From the very first episode of the series, I wrote in a piece published right here on S&A that I felt “Supergirl” would be better served as a show on The CW network than on CBS, where it’s called home for its first season.

It just makes sense, if you’ve watched the show; it fits perfectly in terms of style and target audience, right along other CW superhero shows like “The Flash,” “Arrow,” and “Legends of Tomorrow,” all based on DC Comics characters, and all with the same man behind them – writer, producer, director Greg Berlanti.

It hasn’t been quite the hit that CBS hoped it would be, in maybe what was an attempt to draw a younger, hipper audience; so send it to a network where I think it will likely fare much better, if only because that’s where its audience lives.

Announced today, The CW has officially picked up “Supergirl” from CBS, giving the Greg Berlanti-created series a second season.

The series, starring Melissa Benoist, was “on the bubble” at CBS, and would’ve likely been canceled if The CW didn’t pick it up.
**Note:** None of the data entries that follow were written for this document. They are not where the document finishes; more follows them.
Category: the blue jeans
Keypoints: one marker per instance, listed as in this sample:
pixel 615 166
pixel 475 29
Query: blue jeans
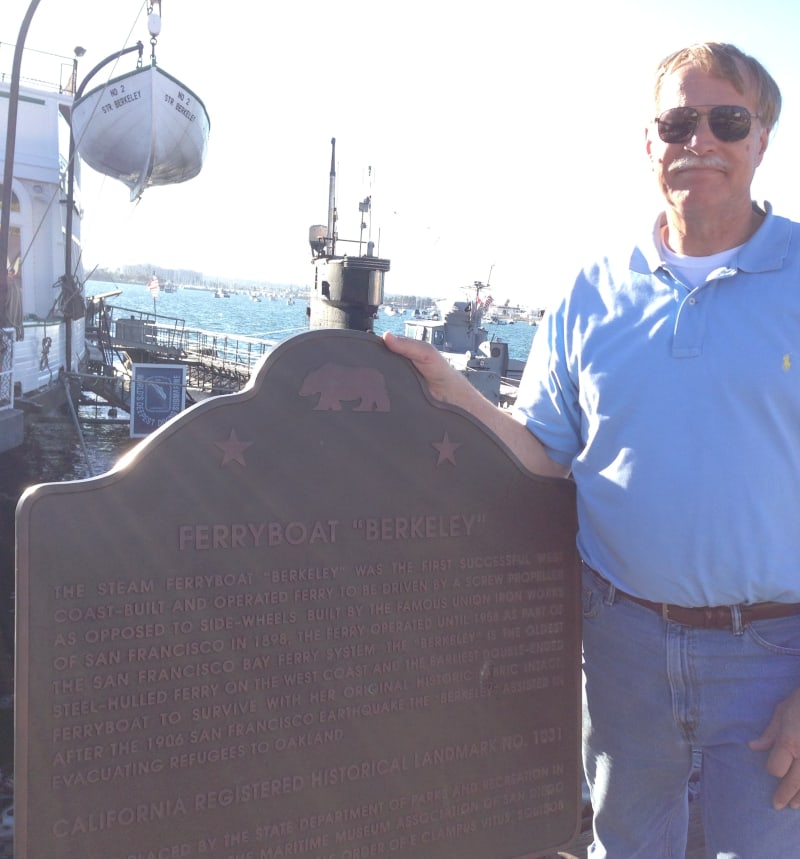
pixel 654 691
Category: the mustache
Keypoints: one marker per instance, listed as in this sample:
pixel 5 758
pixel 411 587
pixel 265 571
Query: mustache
pixel 694 162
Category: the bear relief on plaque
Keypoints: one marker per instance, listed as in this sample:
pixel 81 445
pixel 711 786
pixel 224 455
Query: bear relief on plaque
pixel 325 616
pixel 336 383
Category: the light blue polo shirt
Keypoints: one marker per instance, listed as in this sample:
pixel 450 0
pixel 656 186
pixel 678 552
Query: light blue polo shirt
pixel 678 411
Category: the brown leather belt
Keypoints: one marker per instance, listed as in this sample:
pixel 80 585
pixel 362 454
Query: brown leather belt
pixel 711 617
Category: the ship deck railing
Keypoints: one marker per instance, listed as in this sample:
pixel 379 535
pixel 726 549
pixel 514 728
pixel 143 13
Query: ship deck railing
pixel 216 362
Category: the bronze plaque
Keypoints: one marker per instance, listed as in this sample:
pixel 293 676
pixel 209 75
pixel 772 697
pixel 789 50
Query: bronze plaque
pixel 324 617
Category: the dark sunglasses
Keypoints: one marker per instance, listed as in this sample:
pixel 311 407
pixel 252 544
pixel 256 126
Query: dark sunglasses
pixel 728 122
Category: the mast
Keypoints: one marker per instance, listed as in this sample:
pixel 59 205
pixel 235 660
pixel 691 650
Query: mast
pixel 330 241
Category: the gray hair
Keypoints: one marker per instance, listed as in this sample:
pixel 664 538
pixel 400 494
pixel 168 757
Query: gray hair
pixel 727 62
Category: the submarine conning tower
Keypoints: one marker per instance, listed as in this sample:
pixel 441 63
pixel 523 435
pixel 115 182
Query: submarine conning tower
pixel 348 290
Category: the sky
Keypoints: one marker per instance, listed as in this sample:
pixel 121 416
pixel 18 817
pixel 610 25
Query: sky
pixel 500 142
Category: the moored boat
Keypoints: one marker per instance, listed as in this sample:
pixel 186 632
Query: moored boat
pixel 458 333
pixel 42 310
pixel 144 128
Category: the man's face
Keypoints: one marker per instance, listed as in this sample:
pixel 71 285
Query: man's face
pixel 703 172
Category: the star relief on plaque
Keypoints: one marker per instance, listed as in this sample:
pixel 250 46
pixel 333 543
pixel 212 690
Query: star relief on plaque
pixel 447 449
pixel 233 449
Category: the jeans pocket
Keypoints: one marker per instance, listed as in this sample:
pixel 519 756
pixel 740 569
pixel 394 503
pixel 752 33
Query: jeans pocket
pixel 781 636
pixel 592 595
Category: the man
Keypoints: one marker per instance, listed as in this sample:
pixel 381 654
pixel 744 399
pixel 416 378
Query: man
pixel 667 382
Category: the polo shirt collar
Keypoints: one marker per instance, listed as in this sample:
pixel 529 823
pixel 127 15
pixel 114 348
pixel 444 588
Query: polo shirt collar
pixel 765 251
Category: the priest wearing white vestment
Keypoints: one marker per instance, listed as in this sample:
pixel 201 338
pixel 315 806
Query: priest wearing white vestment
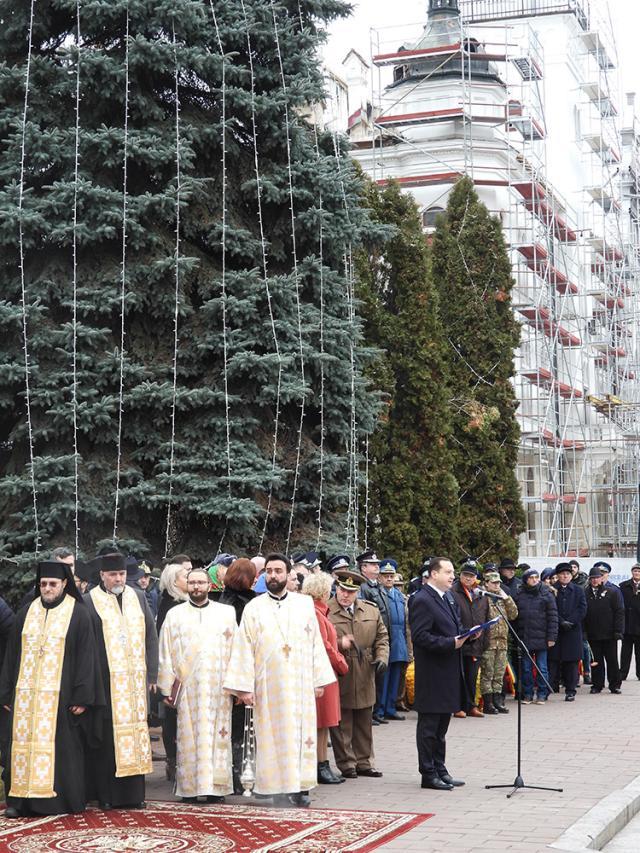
pixel 279 665
pixel 195 646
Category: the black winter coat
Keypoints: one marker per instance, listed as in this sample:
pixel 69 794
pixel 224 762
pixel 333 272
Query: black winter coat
pixel 605 613
pixel 512 587
pixel 473 612
pixel 439 682
pixel 372 591
pixel 537 621
pixel 572 608
pixel 7 618
pixel 631 599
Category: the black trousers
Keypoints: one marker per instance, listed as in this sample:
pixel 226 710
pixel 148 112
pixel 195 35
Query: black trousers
pixel 630 643
pixel 431 732
pixel 605 650
pixel 471 668
pixel 565 671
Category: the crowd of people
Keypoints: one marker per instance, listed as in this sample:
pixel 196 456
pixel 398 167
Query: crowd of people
pixel 253 667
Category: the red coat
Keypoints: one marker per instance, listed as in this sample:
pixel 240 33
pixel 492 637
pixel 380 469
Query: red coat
pixel 328 705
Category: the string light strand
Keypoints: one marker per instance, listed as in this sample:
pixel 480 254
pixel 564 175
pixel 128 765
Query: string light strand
pixel 23 288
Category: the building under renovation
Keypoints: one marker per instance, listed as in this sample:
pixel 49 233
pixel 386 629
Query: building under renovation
pixel 523 96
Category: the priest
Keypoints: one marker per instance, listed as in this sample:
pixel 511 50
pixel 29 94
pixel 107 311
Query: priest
pixel 195 647
pixel 50 687
pixel 279 665
pixel 128 652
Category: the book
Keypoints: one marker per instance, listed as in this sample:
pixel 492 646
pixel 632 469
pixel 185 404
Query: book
pixel 176 692
pixel 481 627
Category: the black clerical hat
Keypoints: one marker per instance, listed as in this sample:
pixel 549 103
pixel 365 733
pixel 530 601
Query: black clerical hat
pixel 59 571
pixel 112 563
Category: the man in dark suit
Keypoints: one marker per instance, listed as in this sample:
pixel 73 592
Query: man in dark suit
pixel 439 684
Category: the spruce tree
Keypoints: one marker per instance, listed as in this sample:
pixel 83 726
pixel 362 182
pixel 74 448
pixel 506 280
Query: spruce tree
pixel 196 82
pixel 412 491
pixel 472 272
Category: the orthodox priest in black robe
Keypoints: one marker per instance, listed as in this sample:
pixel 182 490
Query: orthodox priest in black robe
pixel 128 652
pixel 50 687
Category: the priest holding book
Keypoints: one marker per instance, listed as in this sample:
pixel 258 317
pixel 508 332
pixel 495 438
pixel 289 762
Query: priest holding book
pixel 195 647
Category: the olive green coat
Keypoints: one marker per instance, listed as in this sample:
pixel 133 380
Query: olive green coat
pixel 357 687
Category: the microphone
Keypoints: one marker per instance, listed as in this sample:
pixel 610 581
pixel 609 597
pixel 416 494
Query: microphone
pixel 489 594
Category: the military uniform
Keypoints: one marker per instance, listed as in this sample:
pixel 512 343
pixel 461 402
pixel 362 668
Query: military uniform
pixel 352 739
pixel 494 657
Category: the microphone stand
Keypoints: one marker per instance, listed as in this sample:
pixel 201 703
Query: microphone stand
pixel 518 784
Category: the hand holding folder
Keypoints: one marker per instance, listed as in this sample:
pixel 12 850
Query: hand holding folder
pixel 477 629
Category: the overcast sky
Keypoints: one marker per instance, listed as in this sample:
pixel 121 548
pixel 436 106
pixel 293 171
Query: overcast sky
pixel 354 32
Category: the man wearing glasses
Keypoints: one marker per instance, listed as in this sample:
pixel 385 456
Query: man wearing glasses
pixel 195 647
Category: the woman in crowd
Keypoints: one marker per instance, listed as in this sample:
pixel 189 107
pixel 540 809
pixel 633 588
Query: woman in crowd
pixel 328 705
pixel 173 591
pixel 238 592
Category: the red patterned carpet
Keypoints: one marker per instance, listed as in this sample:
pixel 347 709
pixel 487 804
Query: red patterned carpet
pixel 175 827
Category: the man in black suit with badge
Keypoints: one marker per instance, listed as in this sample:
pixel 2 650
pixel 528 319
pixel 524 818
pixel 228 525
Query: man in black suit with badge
pixel 439 682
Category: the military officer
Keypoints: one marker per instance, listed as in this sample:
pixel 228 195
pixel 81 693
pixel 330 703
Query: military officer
pixel 364 641
pixel 372 590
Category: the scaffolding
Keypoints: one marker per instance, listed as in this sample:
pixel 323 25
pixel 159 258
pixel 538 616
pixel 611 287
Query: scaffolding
pixel 472 100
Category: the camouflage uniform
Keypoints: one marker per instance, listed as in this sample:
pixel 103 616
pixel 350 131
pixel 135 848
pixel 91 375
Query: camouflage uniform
pixel 494 658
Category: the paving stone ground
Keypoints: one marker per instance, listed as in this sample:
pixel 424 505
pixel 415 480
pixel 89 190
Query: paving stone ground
pixel 589 747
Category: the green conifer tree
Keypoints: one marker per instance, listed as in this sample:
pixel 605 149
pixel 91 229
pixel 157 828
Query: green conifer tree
pixel 412 491
pixel 472 272
pixel 198 81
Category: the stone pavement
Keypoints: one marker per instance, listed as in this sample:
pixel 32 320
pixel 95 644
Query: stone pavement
pixel 589 747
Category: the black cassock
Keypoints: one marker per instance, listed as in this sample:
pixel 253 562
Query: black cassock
pixel 79 685
pixel 102 783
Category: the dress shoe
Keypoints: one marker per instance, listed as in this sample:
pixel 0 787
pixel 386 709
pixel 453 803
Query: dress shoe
pixel 12 812
pixel 448 779
pixel 326 775
pixel 487 704
pixel 435 783
pixel 302 799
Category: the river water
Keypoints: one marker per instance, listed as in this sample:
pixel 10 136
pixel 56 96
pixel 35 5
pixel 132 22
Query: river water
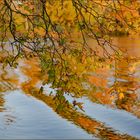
pixel 111 113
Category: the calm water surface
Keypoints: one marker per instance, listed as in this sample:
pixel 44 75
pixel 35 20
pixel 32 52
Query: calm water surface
pixel 113 113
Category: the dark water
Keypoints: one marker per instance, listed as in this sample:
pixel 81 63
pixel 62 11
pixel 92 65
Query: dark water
pixel 110 114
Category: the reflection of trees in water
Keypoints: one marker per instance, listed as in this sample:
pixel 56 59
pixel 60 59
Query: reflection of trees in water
pixel 125 84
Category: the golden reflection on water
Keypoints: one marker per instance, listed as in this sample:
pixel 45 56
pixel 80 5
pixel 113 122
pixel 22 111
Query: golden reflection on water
pixel 122 93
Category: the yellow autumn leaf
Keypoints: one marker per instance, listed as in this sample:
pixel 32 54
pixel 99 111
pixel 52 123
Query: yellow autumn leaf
pixel 121 96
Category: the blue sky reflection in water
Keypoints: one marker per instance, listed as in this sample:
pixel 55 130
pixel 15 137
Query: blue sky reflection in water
pixel 25 117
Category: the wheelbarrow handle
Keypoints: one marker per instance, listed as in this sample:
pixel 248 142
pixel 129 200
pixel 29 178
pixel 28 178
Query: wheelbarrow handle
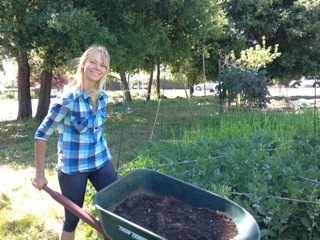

Production will move to Vancouver from Los Angeles to cut costs, where the rest of Berlanti’s aforementioned CW series, currently film.

"Supergirl"
“Supergirl”

In terms of black actors on the show, Mehcad Brooks plays Jimmy Olsen; and David Harewood is another key cast member, playing Hank Henshaw – a character that’s actually a super villain in the DC Comics universe, but in this series, is a CIA agent who is the head of the Department of Extra-Normal Operations (DEO), who goes on high alert when Supergirl reveals herself, worried that her otherworldly abilities pose a threat to humankind. But, as fans of the series will know, Harewood is revealed to be someone other than who he is initially presented as, about midway through the season. But I won’t spoil it for those who haven’t watched, and intend to.

By the way, if you’re wondering how The CW picked up the series from CBS, you should know that CBS and Warner Bros. both co-own The CW, so the transition is easy enough.